H. Clay Evans had a son, Henry Clay Evans Jr., who was an officer in the U.S. Army during the Spanish-American War and continued in the regular army. He married Branch Patterson of Jonesboro, Ark. Their daughter was Adelaide Durand Evans. H. Clay Evans Jr. died in 1905.

Nell Evans, daughter of H. Clay Evans, married Dr. Joseph Wilson Johnson. Another daughter, Anita Evans, married Admiral David Foote Sellers. She remembered the East Terrace "as a gay place where the children all rode their ponies or drove their phaetons and gathered for informal parties. When they grew older, the entertainments became very formal, with elaborate dinners of many courses. Nell fondly remembered the art classes of Miss Bertha at the Crandall home  - except for the time "she herself achieved a mighty masterpiece in the form of a platter with a dead fish almost completely covering it." She said she "might have become a great artist except she overheard Mrs. C.E. James commenting on how awful it was."   

Dr. Johnson headed the Interstate Life Insurance Company, which was one of the three large insurance firms headquartered in Chattanooga at the time.

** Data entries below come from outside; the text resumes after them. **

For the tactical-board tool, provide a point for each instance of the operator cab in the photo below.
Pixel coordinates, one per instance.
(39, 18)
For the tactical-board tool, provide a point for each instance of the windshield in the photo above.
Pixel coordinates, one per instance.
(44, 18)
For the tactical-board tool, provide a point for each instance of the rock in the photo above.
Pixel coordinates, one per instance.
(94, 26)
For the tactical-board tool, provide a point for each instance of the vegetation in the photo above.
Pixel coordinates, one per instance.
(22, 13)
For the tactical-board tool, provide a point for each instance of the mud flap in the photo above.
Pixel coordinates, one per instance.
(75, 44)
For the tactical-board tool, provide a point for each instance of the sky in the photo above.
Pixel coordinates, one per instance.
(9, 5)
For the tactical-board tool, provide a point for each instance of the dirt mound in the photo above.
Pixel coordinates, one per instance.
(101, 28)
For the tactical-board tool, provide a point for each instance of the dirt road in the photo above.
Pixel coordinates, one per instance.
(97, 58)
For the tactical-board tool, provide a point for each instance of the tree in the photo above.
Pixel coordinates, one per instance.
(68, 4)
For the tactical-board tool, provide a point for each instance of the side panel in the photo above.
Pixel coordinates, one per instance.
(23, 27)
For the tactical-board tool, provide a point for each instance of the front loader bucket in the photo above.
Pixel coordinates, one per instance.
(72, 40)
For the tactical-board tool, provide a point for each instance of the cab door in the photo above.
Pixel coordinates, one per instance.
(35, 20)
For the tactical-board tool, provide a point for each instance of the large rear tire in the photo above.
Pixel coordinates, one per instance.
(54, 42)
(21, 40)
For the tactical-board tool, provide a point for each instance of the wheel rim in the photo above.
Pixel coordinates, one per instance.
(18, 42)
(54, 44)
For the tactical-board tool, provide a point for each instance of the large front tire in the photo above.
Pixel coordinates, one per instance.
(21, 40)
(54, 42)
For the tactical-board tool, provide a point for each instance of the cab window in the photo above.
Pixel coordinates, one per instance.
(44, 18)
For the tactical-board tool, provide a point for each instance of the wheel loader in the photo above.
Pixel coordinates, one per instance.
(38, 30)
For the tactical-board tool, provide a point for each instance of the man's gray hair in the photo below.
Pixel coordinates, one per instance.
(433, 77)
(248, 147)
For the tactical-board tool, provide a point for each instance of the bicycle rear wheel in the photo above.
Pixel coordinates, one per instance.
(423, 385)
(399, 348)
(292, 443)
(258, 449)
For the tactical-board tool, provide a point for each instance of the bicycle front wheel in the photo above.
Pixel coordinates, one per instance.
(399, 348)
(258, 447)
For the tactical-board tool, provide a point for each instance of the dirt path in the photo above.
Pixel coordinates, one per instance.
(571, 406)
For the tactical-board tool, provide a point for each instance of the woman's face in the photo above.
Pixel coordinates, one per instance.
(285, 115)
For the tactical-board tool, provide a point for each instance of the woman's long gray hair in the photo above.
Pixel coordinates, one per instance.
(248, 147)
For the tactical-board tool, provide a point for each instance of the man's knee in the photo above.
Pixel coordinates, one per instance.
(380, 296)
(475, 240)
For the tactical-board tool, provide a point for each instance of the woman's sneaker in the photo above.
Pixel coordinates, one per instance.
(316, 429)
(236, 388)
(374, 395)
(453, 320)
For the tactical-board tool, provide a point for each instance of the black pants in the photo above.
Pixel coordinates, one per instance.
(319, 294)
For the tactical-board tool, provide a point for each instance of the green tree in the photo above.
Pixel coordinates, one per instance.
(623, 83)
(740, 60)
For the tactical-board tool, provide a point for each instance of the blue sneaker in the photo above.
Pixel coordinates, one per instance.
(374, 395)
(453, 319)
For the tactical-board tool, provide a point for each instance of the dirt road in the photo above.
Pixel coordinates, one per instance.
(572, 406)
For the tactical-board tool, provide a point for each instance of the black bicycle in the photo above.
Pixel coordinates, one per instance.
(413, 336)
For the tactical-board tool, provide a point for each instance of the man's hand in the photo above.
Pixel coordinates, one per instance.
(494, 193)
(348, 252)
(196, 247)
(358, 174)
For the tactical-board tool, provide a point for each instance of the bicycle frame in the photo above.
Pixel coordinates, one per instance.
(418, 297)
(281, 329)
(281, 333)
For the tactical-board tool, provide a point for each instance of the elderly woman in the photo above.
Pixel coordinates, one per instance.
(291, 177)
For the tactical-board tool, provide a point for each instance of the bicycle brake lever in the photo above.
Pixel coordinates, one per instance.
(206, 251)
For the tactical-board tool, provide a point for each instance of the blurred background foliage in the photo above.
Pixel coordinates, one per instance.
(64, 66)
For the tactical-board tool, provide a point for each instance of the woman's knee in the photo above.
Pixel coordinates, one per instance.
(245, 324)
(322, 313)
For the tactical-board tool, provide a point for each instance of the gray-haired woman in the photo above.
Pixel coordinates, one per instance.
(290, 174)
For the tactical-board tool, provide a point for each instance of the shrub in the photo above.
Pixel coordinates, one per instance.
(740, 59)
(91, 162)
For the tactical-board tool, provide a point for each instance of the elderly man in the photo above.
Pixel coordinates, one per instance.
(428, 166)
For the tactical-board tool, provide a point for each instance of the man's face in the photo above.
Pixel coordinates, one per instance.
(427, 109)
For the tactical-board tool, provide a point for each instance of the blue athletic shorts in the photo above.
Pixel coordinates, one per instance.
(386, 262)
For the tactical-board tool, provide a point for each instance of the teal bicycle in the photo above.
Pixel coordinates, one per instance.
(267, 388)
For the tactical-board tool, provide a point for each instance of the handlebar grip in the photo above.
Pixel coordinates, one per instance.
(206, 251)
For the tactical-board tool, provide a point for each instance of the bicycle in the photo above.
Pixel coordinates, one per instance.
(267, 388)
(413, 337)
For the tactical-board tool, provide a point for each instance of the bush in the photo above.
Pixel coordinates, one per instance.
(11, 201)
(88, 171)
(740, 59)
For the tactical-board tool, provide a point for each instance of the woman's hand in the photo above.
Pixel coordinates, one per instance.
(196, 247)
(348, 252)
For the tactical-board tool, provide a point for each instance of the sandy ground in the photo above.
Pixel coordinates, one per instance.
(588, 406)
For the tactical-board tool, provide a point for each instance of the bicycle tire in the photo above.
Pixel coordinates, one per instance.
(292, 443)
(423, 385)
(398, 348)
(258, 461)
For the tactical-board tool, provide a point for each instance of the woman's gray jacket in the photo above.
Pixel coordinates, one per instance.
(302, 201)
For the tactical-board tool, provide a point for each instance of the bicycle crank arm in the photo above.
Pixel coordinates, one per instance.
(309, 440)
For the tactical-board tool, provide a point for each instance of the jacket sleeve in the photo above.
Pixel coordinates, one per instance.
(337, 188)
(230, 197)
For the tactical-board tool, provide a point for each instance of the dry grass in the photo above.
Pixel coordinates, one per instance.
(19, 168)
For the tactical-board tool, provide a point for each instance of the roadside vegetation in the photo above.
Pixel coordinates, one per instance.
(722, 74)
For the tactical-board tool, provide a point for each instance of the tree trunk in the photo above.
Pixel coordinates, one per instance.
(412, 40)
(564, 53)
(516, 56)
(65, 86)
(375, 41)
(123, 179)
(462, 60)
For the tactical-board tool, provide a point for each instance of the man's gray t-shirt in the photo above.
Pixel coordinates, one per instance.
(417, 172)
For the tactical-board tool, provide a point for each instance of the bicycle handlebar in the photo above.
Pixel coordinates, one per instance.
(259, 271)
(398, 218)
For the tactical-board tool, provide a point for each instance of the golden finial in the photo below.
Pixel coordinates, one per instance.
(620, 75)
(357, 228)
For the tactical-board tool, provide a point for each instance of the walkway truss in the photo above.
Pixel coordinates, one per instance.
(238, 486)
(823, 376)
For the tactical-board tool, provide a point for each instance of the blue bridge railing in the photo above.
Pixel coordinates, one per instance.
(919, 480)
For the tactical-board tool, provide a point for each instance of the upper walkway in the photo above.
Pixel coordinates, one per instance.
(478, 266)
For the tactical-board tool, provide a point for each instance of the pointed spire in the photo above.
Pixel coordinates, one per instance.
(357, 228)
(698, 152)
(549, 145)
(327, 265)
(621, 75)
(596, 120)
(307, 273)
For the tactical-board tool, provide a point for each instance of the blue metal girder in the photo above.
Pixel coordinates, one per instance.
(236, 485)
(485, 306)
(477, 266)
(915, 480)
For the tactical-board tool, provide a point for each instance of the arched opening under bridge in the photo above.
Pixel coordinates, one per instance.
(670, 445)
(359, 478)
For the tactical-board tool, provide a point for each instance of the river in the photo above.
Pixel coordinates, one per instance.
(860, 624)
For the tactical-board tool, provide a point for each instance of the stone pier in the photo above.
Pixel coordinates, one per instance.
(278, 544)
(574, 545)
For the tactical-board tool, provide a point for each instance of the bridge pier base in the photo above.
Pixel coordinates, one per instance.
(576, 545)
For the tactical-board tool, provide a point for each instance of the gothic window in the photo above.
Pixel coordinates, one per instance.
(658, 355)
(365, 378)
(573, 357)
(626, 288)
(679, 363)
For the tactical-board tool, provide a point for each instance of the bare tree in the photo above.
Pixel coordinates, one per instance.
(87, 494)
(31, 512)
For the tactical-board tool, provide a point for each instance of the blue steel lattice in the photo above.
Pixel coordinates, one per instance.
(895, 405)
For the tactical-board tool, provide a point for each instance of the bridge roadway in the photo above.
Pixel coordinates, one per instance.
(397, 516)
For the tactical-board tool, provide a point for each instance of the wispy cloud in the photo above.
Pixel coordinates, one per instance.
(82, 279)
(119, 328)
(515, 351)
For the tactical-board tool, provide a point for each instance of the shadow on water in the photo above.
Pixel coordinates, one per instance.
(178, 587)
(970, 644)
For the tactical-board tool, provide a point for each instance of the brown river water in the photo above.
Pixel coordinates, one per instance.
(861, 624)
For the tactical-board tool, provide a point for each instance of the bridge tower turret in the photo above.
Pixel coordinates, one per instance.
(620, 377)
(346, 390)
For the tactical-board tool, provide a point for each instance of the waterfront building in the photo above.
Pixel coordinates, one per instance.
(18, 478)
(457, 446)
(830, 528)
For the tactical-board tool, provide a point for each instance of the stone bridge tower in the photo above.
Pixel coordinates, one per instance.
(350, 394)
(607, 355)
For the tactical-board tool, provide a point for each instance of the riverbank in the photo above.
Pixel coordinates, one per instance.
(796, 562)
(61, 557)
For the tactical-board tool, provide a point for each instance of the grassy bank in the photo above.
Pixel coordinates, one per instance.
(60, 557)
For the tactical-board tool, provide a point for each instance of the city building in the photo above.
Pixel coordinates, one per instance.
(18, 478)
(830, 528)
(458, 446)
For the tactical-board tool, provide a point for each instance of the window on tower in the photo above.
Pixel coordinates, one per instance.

One of the three Johnson sons was named after the father, another for Evans, and another for Sellers.

The Johnsons moved into the old Evans residence on the East Terrace in 1922 following the death of H. Clay Evans on Dec. 12, 1921. The Johnsons had formerly occupied the East Terrace home that had once belonged to W.M. Lasley. It was at the corner of W. 12th Street by the Chamberlain mansion. In the 1930s, Robert E. Moore, manager of the industrial department for Interstate Life Insurance, lived in the Evans home. It had been torn down by the start of World War II and there was a vacant lot where the stately house once stood and where presidents once visited.